Kommentar von Siegfried Zagler

© DAZ – Das Naturstadion des Olympiageländes bleibt ….

Wie lange ist der Perlachturm bereits für Augsburger Bürger und Touristen gesperrt? Eine Ewigkeit! Warum so lange? Die Antwort ist einfach: Weil für eine schnelle Sanierung die Mittel fehlen. Wie lange blieb aus gleichem Grund das historische Lueginsland gesperrt? Eine gefühlte Ewigkeit! Noch länger gesperrt ist die Dominikanerkirche. Die älteren unter den DAZ-Lesern erinnern sich noch dunkel daran, dass darin einmal ein Römisches Museum untergebracht war. Wie lange befindet sich der Bahnhof bereits im Umbau und funktioniert nur mit Containerbetrieb?

Das große Haus des Staatstheaters könnte eine Ewigkeitsbaustelle bleiben – und somit auf unbestimmte Zeit geschlossen werden. Wie lange blieb in den Achtziger Jahren das alte Stadtbad wegen Sanierungsarbeiten verschlossen? Ein Jahrzehnt?! Noch weiter zurück liegen die Abrissunternehmungen des Ludwigsbaus oder der alten Hochablassgaststätte – aus fadenscheinigen Gründen. Die Vernichtung des Rathausplatzes durch einen Stadtsparkassenanbau verhinderte bereits in den Sechzigern eine durch die Augsburger Allgemeine sensibilisierte Bürgerschaft. Später verhinderten starke Bürgerallianzen die Verkaufsoption des Augsburger Trinkwassers sowie die Teilprivatisierung der Augsburger Stadtwerke.

Schließen, verpachten, verkaufen, abreißen.

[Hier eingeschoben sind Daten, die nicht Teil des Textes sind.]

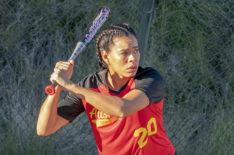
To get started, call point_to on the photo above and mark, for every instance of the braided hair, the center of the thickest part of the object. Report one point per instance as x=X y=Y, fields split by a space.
x=105 y=39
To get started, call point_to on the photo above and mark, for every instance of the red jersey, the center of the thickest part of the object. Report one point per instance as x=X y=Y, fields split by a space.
x=141 y=133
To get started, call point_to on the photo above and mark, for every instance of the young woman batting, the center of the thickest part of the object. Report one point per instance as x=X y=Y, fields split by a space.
x=123 y=101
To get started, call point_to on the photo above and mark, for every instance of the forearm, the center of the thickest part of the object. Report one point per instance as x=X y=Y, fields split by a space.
x=111 y=105
x=48 y=113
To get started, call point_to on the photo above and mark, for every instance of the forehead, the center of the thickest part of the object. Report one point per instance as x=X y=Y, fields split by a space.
x=124 y=42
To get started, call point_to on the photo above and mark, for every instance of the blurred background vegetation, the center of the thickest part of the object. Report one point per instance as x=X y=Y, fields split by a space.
x=190 y=43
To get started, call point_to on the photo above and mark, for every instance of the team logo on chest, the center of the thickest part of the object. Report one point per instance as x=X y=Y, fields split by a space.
x=100 y=118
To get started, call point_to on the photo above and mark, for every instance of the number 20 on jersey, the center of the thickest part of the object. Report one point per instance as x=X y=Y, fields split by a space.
x=144 y=132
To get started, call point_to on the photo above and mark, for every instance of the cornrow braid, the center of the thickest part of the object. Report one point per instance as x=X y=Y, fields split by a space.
x=105 y=39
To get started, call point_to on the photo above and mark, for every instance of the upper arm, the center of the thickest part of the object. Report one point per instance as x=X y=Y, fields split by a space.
x=70 y=107
x=149 y=89
x=134 y=101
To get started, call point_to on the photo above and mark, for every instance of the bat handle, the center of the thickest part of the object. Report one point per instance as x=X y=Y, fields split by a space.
x=50 y=89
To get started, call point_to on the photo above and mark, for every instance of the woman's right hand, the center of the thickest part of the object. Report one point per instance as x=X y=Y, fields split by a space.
x=62 y=73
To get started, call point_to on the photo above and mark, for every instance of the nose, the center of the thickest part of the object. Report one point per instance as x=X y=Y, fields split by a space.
x=133 y=57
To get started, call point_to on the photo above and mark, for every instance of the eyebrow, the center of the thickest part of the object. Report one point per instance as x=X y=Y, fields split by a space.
x=135 y=47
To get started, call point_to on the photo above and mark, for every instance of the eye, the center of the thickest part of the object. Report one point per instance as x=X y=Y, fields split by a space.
x=136 y=51
x=124 y=53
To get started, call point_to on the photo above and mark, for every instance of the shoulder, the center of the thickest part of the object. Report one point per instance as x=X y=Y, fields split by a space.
x=151 y=83
x=93 y=80
x=148 y=72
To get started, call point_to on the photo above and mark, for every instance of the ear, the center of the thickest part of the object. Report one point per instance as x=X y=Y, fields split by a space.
x=105 y=56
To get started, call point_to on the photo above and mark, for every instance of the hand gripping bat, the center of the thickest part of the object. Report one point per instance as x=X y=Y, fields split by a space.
x=96 y=25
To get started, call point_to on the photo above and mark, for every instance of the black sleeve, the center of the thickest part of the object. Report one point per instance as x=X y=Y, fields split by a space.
x=151 y=83
x=70 y=107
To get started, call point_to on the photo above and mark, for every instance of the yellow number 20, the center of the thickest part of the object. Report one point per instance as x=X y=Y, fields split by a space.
x=146 y=132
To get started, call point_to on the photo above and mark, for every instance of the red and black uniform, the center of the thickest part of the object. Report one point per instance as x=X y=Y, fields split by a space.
x=141 y=133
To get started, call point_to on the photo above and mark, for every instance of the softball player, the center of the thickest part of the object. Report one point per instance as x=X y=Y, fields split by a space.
x=123 y=101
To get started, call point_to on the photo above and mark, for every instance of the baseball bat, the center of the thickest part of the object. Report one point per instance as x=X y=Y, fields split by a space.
x=96 y=25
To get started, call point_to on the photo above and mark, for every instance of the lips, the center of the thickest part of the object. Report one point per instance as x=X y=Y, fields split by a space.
x=132 y=68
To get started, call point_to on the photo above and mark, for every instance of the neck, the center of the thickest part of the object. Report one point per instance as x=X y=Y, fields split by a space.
x=115 y=81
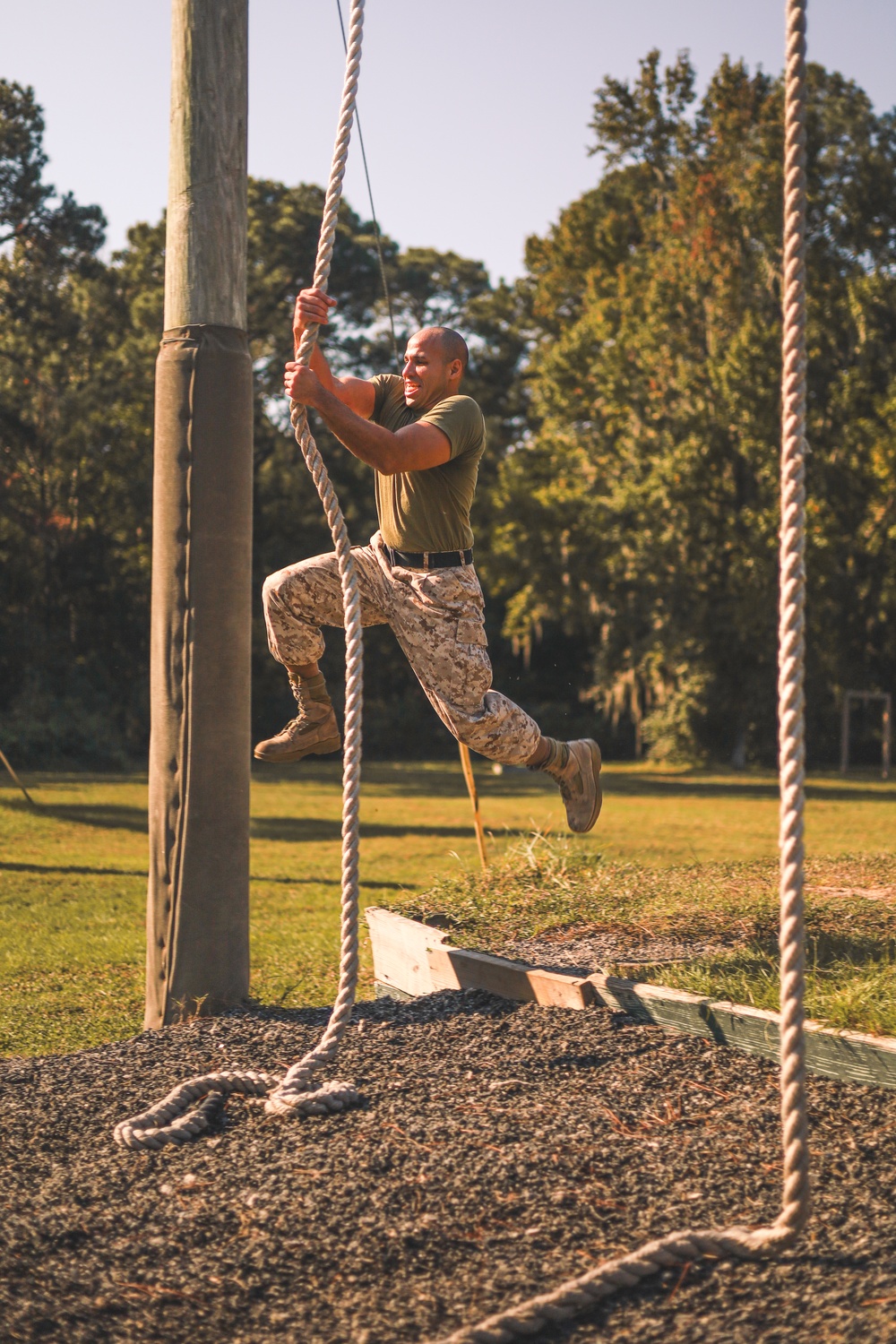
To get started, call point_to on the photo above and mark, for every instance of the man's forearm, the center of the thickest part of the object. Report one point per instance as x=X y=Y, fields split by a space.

Viel mehr als das monetäre Argument der hohen Unterhaltskosten oder Sanierungskosten fiel den zurückliegenden Stadtregierungen zur Abwicklung des Eigentums der Augsburger Bürger nicht ein, während man gleichzeitig die Personalkosten durch neue Stellenbesetzungen in astronomische Höhen trieb.

Mitten in der Stadt gibt es einen Busbahnhof statt des versprochenen Boulevards. Mitten in der Stadt gammelt eine Wiese (Lotzbeckwiese) vor sich hin, die ein Park sein könnte. Nicht weit davon entfernt ist seit Jahrzehnten bei der Kahnfahrt ein riesiges Gelände hermetisch verschlossen, weil die Stadt diesen Park an den Lechfischereiverein verpachtet hat, ohne Öffnungsauflagen. Direkt daneben unterhält die Altaugsburggesellschaft den Fünffingerlesturm, ohne ihn der Öffentlichkeit zugänglich zu machen. Verkauft wurde ohne Not und noch nicht einmal gewinnbringend das ehemalige Stadtarchiv.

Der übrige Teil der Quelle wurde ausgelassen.